I quickly realized how much about the industry I did not know.

I began to network with other children’s writers, especially fellow Native Americans, and when it came time to look for an agent, I utilized that network extensively.

I questioned fellow writers with representation, especially those from Native/people of color backgrounds, about their experience. I asked how agents had presented themselves at conferences or other events. I read agent online interviews and social media posts.

I wanted my agent to be a steadfast partner with a strong work ethic. It is a long-term relationship, so both people have to be dedicated to maintaining it. I required someone who was excited about my work and associated with a well-respected agency.

Traci’s Reading Chair

Ideally, I wanted someone who had editorial experience that reflects what I write—fiction, nonfiction, and Native/POC subjects. To be honest, this makes for a small submission list, so I did expand beyond that.

When I communicated with agents via email and telephone, I tracked whether what they shared reflected my list.

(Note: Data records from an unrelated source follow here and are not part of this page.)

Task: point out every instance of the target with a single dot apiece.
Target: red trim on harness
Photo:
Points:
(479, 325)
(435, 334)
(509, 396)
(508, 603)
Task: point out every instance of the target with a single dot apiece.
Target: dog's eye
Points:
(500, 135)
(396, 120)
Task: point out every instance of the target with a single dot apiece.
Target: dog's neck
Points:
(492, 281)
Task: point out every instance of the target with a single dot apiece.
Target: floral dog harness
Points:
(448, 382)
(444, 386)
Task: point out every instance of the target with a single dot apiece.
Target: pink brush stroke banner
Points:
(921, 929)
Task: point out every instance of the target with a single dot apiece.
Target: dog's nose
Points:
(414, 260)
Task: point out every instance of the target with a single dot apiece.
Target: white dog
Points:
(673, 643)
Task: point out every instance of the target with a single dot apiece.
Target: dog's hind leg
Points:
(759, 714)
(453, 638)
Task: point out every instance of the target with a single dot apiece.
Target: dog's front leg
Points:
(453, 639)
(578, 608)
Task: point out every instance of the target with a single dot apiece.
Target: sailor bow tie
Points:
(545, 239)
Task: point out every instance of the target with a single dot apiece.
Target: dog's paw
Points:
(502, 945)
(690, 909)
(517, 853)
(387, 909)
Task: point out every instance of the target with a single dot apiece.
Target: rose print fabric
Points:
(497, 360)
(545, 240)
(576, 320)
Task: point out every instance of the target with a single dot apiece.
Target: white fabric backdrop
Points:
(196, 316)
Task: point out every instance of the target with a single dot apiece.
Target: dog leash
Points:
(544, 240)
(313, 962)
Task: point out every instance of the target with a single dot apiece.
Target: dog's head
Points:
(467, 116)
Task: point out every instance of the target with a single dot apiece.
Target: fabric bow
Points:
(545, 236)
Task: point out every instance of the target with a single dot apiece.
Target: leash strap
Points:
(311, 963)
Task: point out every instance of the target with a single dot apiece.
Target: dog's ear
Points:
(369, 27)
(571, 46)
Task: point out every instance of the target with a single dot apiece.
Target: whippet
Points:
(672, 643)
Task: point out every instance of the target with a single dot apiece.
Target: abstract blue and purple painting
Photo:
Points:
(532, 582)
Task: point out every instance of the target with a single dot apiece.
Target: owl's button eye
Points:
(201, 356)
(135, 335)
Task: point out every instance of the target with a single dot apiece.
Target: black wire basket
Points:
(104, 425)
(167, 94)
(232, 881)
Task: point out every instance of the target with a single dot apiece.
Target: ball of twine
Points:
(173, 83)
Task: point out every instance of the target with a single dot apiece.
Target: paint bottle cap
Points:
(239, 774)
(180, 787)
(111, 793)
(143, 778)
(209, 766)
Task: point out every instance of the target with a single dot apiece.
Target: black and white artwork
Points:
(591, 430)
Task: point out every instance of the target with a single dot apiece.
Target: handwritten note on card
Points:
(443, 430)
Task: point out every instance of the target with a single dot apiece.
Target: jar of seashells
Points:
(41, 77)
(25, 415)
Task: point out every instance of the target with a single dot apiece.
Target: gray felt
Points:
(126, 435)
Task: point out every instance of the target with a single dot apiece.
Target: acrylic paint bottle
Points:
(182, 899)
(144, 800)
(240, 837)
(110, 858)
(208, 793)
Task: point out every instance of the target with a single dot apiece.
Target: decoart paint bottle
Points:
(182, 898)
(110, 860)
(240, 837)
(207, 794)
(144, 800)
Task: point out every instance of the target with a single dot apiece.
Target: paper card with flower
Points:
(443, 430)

My gut got an extreme workout when I received two offers of representation on the same day. I cannot stress enough the importance of developing and checking in with trusted mentors.

Ultimately, I accepted Emily Mitchell‘s offer of representation with Wernick & Pratt Agency. She met every single item on my list. Her clients contacted me quickly and gave their honest feedback about her representation.

Emily had vetted me with my editor at Charlesbridge, her former employer. We had both done our homework.

To me, it is kismet that Emily presented at that first conference I attended—and in my home state of Oklahoma too! That day, she shared her desired client attributes—voice, authority, pragmatism and flexibility. I’d like to think I resemble her list, too.

Cynsational Notes

Follow @TraciSorell 

Traci Sorell writes fiction and nonfiction for children featuring contemporary characters and compelling biographies. She has been an active member of SCBWI since August 2013.

In April 2016, Charlesbridge acquired her first nonfiction picture book, We are Grateful: Otsaliheliga, from the slush pile.

The story features a panorama of modern-day Cherokee cultural practices and experiences, presented through the four seasons. It conveys a universal spirit of gratitude common in many cultures.

Traci is an enrolled citizen of the Cherokee Nation. She grew up in northeastern Oklahoma, where her tribe is located.

She is a first-generation college graduate with a bachelor’s degree in Native American Studies from the University of California, Berkeley, where she graduated Phi Beta Kappa.

She also has a Master’s degree in American Indian Studies from the University of Arizona and a law degree from the University of Wisconsin. Previously, she taught at the University of North Dakota School of Law and the University of New Mexico.

She also worked as an attorney assisting tribal courts nationwide, advocated for national Native American health care, and directed a national nonprofit serving American Indian and Alaska Native elders. She now lives in the Kansas City area.

See also Story to Contract: Traci Sorell’s Incredible Journey by Suzanne Slade from Picture Book Builders. Peek: “Be grateful. Every day. If you approach your creativity and the process of writing from a place of gratitude, it opens you up. You will be more aware of story ideas, available to hear critiques that improve your craft, and connected to others around you in the kidlit world. Gratitude opens up receptivity.”

Emily Mitchell began her career at Sheldon Fogelman Agency, handling submissions, subsidiary rights, and coffee. She spent eleven years at Charlesbridge Publishing as senior editor, contracts manager, and director of corporate strategy. After a brief post-MBA stint in the non-publishing world, Emily returned to children’s books at Wernick & Pratt.

Her clients include Geisel Honor winner April Pulley Sayre, author/photographer of Best In Snow (Beach Lane, 2016); Caron Levis, author of Ida, Always (Atheneum, 2016); and Frank W. Dormer, author/illustrator of The Sword in the Stove (Atheneum, 2016) and Click! (Viking, 2016).

Emily holds a bachelor’s degree in English from Harvard University, a master’s in secondary English education from Syracuse University, and an MBA from Babson College. She lives outside Boston.